Tissue samples and even individual cells can be analyzed by TOF-SIMS. Biological systems are chemically complex, and it is clear that TOF-SIMS is sensitive to many lipids, metabolites, small molecules of various types (cholesterol is a good example), and select drugs, but is less sensitive to proteins, DNA, and RNA. Thus with biological samples TOF-SIMS has proven to be useful for a subset of problems of interest to biologists (molecular and other) and the medical community. TOF-SIMS also appeals because of its reproducibility and small spot size holding out the promise of subcellular imaging, and it does not require extensive sample preparation as do matrix-assisted laser desorption ionization (MALDI) and fluorescence microscopy. There is, of course, still the issue of matrix effects, which may make the images that are produced less directly interpretable. The matrix effects in organic samples tend to be less extreme than in inorganic samples, or in the analysis of thin organic materials on varied inorganic substrates. These effects in most biological samples are less than an order of magnitude, but are nonetheless very significant, especially to attempts at quantification.

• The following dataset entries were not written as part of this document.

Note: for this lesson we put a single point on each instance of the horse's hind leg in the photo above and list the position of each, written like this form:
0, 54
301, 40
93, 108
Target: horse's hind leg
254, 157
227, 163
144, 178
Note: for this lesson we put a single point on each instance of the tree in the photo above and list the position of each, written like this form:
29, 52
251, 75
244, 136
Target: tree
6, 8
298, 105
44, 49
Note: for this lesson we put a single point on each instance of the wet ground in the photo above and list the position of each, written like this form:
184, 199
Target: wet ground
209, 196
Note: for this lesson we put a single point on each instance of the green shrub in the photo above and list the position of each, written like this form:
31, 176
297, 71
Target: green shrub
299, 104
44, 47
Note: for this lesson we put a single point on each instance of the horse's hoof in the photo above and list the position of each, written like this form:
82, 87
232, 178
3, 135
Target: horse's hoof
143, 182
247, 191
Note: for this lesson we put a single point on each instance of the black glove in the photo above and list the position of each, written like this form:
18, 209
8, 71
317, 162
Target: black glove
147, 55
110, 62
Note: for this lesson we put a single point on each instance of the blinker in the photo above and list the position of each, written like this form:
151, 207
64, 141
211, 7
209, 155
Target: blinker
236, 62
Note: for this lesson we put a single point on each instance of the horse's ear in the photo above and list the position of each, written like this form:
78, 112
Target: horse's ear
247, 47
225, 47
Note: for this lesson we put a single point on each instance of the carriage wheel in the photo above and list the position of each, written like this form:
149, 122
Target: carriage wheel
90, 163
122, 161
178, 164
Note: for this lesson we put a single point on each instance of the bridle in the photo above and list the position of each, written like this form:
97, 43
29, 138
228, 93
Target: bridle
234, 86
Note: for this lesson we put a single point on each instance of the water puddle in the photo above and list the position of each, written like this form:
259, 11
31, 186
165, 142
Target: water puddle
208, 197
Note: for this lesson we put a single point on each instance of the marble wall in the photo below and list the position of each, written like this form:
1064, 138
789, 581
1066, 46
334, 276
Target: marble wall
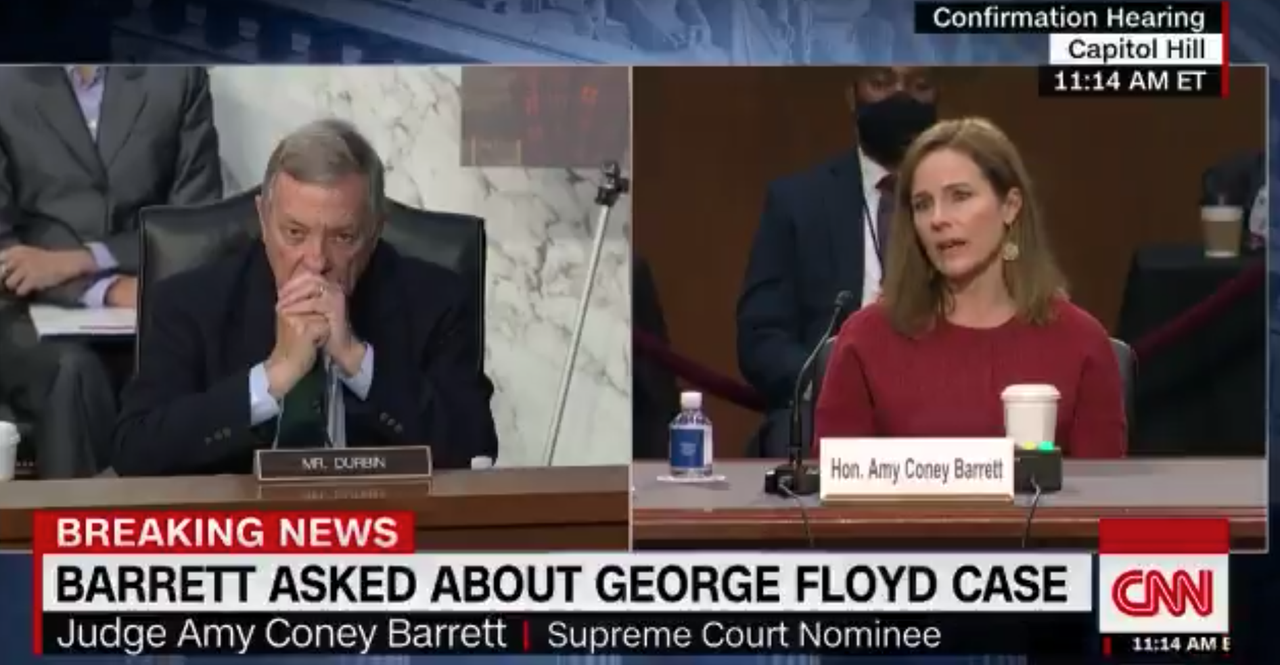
540, 225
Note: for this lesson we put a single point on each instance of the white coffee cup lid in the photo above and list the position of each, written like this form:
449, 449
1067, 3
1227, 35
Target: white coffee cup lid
1031, 393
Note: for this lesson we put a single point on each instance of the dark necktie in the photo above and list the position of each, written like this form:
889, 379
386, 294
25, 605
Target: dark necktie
885, 215
301, 422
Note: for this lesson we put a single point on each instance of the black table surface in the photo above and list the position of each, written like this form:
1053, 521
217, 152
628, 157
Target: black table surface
1208, 386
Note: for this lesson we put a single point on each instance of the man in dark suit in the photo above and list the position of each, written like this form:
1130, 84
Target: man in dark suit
236, 354
822, 232
82, 148
1240, 180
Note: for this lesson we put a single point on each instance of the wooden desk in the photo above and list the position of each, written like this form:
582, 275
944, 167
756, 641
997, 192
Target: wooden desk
737, 514
533, 509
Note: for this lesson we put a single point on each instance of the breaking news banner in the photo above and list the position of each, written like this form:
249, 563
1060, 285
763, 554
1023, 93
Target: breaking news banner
1112, 49
158, 583
1164, 590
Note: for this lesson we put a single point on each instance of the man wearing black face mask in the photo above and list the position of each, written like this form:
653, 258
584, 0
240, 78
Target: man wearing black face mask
822, 232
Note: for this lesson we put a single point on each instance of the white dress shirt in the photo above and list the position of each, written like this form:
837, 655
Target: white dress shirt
872, 270
263, 407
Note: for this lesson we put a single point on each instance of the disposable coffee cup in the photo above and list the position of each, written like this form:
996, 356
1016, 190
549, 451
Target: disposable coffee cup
1224, 230
9, 440
1031, 414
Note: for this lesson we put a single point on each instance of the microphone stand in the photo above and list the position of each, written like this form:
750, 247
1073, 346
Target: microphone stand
332, 403
796, 478
612, 187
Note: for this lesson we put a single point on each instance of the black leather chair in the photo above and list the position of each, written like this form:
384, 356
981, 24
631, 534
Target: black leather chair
177, 238
1128, 383
1124, 357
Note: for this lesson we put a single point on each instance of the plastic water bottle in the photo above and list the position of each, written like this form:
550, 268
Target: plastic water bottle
691, 445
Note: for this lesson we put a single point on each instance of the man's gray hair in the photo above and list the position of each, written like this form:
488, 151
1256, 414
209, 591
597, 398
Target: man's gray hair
325, 151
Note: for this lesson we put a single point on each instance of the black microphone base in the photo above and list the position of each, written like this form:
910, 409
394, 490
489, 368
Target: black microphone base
1042, 468
786, 480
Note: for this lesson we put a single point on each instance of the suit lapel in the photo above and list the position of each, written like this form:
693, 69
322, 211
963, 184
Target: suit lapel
257, 317
55, 102
123, 100
373, 301
845, 211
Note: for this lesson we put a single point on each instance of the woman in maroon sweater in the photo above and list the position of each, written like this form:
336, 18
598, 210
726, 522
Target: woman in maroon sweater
972, 303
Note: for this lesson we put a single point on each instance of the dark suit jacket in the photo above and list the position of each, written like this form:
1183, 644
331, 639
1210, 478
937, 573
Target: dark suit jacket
808, 248
656, 398
59, 188
187, 409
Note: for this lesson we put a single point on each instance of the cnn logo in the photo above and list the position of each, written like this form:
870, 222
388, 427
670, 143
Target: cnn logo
1162, 594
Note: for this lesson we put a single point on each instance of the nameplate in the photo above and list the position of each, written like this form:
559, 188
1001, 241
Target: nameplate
940, 469
343, 464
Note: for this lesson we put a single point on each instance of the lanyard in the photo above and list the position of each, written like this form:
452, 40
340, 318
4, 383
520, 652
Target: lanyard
874, 230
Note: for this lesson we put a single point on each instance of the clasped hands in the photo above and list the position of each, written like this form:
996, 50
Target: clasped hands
310, 319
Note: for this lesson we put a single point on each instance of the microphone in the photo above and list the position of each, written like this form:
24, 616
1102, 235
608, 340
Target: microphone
795, 477
332, 403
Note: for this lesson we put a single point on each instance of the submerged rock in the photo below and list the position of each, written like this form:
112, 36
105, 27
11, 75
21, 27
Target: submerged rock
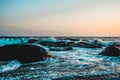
24, 53
32, 40
112, 50
60, 48
87, 45
104, 43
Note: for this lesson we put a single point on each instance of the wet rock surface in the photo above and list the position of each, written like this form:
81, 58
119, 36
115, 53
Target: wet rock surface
112, 50
80, 63
24, 53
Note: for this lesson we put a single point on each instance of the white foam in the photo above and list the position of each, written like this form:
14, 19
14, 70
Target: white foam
10, 65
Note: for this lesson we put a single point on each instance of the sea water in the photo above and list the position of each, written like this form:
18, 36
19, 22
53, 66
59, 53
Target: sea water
77, 62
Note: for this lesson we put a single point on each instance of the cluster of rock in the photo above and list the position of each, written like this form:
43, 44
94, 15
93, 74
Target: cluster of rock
25, 53
32, 51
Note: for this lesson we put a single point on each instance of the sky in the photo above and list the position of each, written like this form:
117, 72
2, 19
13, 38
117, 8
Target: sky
60, 17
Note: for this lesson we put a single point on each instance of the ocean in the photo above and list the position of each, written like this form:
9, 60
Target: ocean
80, 63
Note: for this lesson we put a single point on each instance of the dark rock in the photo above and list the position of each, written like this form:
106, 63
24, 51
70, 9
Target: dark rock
50, 44
57, 44
60, 48
32, 40
24, 53
87, 45
72, 39
112, 50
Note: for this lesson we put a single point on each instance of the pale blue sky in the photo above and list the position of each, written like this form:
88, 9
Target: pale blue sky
60, 17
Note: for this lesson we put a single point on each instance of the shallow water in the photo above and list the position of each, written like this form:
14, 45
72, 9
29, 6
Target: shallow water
77, 62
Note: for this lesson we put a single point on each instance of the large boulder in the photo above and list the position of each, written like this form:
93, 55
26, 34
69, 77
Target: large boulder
87, 45
33, 40
24, 53
112, 50
60, 48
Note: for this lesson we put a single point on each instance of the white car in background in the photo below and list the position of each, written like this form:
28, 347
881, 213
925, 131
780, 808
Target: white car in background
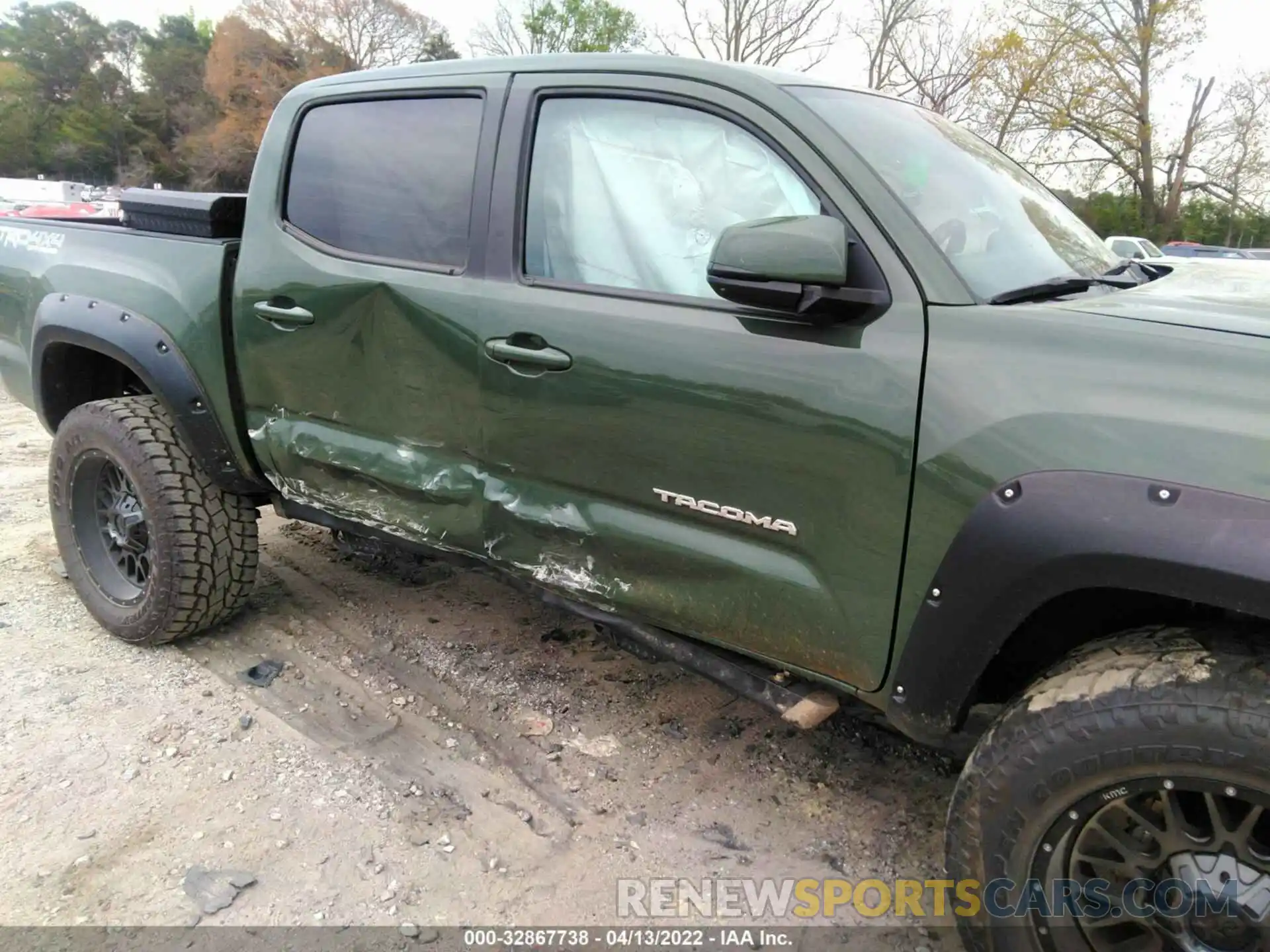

The use of large cluster beams allows analysis of the entire sample depth (necessary when the material of interest either has a less than ideal ion yield, or when it is present in low concentrations). Species to which the TOF-SIMS is sufficiently sensitive can be imaged in 3D. When a cluster ion gun is used to produce the analysis beam, spot size makes subcellular imaging more difficult, but sensitivity can be enhanced. When ion formation is occurring via protonation, the use of large water clusters, and even more significantly, the use of acidic water clusters (via the incorporation of CO₂ or HCl). When large clusters are used for sputtering and small clusters are used for analysis, a good deal of the sputtered material is lost, and therefore the sensitivity is compromised, but the smaller spot size gives the possibility of sharper images, and the smaller clusters can ionize species that cannot be protonated or produced via a heterogeneous bond scission. It does not help to have a small spot size, however, when the ion yield is poor. These tradeoffs contribute to the limitations that TOF-SIMS faces, especially for biological samples, even with the use of large cluster sources.